A Conversation with James Roy
We have a particular fondness for what we like to think of as 'lightbulb' children's books. That is, powerfully written stories that open a reader's eyes to the challenges faced by others. For readers of about 10-13 in particular, just emerging from the somewhat self-focused chrysalis of childhood, these books can literally be life changing to read, opening them up to a deeper level of empathy, compassion and understanding. As a bookseller, librarian, parent or teacher, you can watch these readers grow emotionally in front of your eyes!

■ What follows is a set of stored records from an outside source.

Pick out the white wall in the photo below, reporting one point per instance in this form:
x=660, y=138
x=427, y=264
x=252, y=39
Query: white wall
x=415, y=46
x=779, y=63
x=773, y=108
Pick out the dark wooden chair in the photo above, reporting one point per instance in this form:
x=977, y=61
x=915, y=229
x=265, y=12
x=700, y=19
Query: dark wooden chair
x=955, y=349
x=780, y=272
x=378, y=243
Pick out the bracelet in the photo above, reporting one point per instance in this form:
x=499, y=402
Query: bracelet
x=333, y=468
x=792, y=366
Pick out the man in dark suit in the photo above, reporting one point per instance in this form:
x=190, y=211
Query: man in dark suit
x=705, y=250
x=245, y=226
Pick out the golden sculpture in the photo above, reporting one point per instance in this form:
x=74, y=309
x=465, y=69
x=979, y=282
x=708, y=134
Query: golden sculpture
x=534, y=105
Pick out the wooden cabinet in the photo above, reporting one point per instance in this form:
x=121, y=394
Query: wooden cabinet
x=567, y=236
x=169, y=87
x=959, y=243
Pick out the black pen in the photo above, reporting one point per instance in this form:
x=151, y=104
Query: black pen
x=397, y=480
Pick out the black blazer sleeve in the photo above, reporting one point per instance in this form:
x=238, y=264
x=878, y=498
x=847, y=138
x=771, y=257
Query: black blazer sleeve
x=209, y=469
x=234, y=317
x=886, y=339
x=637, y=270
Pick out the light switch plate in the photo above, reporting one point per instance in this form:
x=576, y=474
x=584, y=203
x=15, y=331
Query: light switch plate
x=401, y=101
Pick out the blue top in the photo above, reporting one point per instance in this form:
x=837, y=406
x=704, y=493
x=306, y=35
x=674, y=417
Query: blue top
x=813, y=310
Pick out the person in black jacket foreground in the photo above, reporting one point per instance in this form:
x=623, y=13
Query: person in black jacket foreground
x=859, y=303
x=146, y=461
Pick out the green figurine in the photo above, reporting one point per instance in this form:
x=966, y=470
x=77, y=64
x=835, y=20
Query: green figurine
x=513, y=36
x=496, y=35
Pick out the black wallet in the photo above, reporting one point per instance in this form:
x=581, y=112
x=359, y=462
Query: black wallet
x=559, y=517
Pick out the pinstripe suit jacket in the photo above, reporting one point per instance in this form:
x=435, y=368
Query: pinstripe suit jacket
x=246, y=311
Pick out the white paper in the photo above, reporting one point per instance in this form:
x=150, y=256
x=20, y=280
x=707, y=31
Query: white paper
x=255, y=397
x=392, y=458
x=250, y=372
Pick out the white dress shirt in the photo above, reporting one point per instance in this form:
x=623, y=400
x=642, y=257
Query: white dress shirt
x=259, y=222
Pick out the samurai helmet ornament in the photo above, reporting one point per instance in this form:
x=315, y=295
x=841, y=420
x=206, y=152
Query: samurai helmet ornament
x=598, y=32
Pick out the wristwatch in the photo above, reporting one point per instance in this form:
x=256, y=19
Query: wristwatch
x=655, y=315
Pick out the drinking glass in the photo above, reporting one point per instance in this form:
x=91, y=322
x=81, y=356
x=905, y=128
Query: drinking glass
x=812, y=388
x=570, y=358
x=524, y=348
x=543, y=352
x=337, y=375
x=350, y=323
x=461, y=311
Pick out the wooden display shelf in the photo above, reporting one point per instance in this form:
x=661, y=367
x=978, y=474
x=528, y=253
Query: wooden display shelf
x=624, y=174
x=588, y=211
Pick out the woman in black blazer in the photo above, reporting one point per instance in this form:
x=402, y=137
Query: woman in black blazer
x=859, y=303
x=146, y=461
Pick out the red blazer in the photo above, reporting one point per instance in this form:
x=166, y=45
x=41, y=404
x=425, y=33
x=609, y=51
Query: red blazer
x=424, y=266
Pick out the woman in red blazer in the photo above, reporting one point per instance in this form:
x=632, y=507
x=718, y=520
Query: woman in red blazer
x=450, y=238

One all-time favourite 'lightbulb' book is Parvana, the story of a girl under Taliban rule who must disguise herself as a boy to become the breadwinner for her family. All she wants is to attend school again, and for someone else to put dinner on the table. The effect of this book on children - when they discover that many norms of Australian life are actually huge privileges not shared by everyone - has been profound.
Likewise the outstanding novel Out of My Mind, chronicling the life of Melody, a girl blessed with huge intelligence, but unable to walk or speak due to her cerebal palsy. Readers of all ages have adored this book. How many of us forget to appreciate our own amazing abilities to see and hear, walk and talk?
So we are especially excited to have our very own 'homegrown' lightbulb book, One Thousand Hills by accomplished Hazelbrook author James Roy, written in collaboration with Noel Zihabamwe. Pascal's story is set in Rwanda in 1994. He's just a regular kid, with a loyal best friend, a secret crush on his pretty teacher, an annoying older brother and an irritating little sister. Regular life is pretty good, until the night life in Rwanda changes forever...
How did the collaboration between you and Noel come about?
I was at an Australia Day lunch of a mutual friend, and Noel was there with his family. We started chatting, and the idea started to grow immediately. Here was this charming, balanced guy with an extraordinary story.
Did you know much about the Rwandan genocide prior to writing the novel? What sort of research did you do, and how challenging was it to paint an authentic picture of a place you hadn't been?
That was really Noel's main contribution, since this story isn't his per se, but a story about a boy around the same age as he was in 1994. So Noel's main job in the collaboration was to provide texture and detail to things like setting, culture and the political climate that led to the tragedy. Like most people, I knew a little about Rwanda from movies like "Hotel Rwanda" and the far superior (in my view) "Shooting Dogs". I also remembered the blurry news images of the time, and recalled with embarrassment how the western world basically put it down to some inconsequential tribal squabble.
Have you had feedback from any readers of Rwandan heritage since the book's release? What was their response to the novel?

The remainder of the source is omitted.